Engineering: Senior Research Engineer at Timaeus (Nov 2025 – Apr 2026), building distributed GPU infrastructure for large-scale interpretability research. Before that, 20+ years in production software (ML/AI, real-time 3D, continent-scale geospatial systems). Compute infrastructure is ready: mi-ni, a Modal-based experiment-iteration template already used for M1 and an M2 pilot.
Jesse Hoogland (CEO, Timaeus) recommended an earlier fundraiser for this project; see his comment, and my reply, for details.
Links: LessWrong sequence · GitHub · LinkedIn references
Technical risk: perhaps something about transformers makes the anchor harder to form, or the intervention harder to bound, than the autoencoder results suggest. Even then, the synthetic domain keeps a negative result interpretable and publishable, which would sharpen the work that follows.
Outreach risk: perhaps the work succeeds but goes unnoticed. This is a risk Jesse flagged on the previous proposal, and my own main worry. Mitigations are built into the plan: legible write-ups and an arXiv report; warm introductions and endorsements from people who already know the work; and deliverables framed for uptake by feature-geometry groups and frontier-lab safety teams.
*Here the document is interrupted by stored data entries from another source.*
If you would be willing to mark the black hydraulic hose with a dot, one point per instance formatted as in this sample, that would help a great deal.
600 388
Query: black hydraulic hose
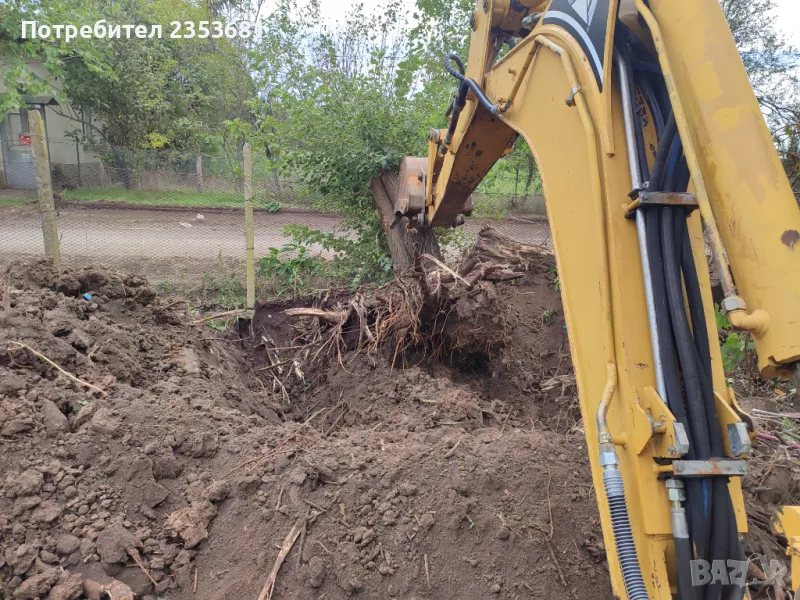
670 130
699 496
669 179
452 57
460 101
683 340
683 557
655 108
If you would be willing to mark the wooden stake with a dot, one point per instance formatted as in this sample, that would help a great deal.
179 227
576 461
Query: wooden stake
249 229
198 165
44 185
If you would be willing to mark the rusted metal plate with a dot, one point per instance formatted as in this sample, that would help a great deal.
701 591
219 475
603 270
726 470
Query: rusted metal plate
715 467
411 186
667 199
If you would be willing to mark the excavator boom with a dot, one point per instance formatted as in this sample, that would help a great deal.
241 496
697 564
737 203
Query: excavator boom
649 140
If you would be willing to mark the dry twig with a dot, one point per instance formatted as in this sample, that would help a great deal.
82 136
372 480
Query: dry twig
77 380
286 547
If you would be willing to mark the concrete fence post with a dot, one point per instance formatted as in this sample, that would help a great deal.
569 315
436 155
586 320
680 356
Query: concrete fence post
44 185
249 227
198 164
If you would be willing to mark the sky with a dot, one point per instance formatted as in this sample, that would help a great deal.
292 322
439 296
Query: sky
788 13
789 17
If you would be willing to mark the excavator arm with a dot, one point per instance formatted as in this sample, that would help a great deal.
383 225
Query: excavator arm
647 135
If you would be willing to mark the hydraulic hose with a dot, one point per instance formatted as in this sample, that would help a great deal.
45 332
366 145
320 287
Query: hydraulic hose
623 535
460 101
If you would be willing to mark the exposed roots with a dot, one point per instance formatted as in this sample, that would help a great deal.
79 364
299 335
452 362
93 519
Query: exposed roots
431 307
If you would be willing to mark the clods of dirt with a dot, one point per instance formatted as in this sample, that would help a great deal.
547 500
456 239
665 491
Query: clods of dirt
184 467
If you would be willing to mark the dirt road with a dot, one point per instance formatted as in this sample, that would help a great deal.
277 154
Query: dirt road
160 242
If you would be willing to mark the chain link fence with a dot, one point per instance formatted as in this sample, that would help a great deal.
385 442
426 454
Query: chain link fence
179 218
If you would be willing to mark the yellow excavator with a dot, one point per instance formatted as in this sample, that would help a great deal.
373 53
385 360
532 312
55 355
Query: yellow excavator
652 151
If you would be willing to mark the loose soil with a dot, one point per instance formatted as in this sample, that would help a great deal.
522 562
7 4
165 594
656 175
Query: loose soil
434 474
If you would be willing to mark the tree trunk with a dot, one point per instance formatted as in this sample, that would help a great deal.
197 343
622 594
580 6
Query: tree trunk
404 243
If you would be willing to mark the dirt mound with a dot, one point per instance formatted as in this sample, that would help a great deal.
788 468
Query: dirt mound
179 460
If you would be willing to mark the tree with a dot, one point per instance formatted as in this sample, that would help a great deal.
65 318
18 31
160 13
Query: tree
772 64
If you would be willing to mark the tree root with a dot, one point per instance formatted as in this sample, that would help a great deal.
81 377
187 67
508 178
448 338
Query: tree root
430 306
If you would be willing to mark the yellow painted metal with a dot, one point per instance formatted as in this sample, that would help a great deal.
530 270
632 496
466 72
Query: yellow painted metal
732 155
546 92
787 523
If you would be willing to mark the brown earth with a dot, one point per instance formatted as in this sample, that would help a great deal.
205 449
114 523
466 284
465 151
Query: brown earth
460 476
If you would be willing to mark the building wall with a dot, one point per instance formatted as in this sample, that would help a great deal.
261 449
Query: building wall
63 150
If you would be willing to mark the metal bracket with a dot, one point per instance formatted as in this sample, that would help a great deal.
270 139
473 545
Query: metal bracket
570 101
739 439
715 467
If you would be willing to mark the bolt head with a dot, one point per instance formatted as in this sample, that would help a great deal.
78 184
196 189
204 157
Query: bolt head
732 303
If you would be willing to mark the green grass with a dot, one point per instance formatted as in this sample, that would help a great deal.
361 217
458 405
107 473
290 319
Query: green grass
17 200
185 198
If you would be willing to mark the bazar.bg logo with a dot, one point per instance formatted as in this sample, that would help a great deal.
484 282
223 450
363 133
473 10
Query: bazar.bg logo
734 572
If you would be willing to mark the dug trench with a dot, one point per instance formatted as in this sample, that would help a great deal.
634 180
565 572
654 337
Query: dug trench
421 441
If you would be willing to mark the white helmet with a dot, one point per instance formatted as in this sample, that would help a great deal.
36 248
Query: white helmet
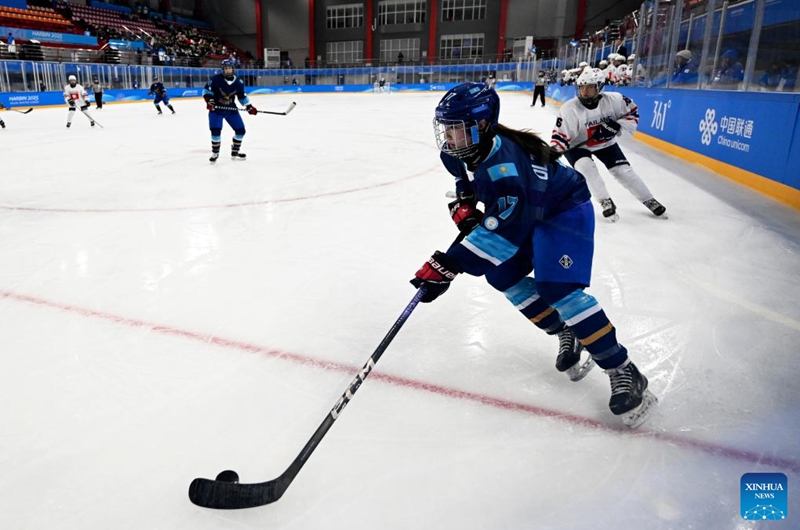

I believe I have the connections to reach these people directly.
None in the last 12 months; M1 was self-funded. I have parallel applications out for the same or related work: LTFF (M2, ~$76.6k) and a Schmidt Sciences Interpretability Pilot (~$409k, 18 months, covering M2 + M3). If Schmidt funds the larger program, I'd scale back or withdraw the M2-only requests. I disclose parallel applications to every funder I'm in touch with.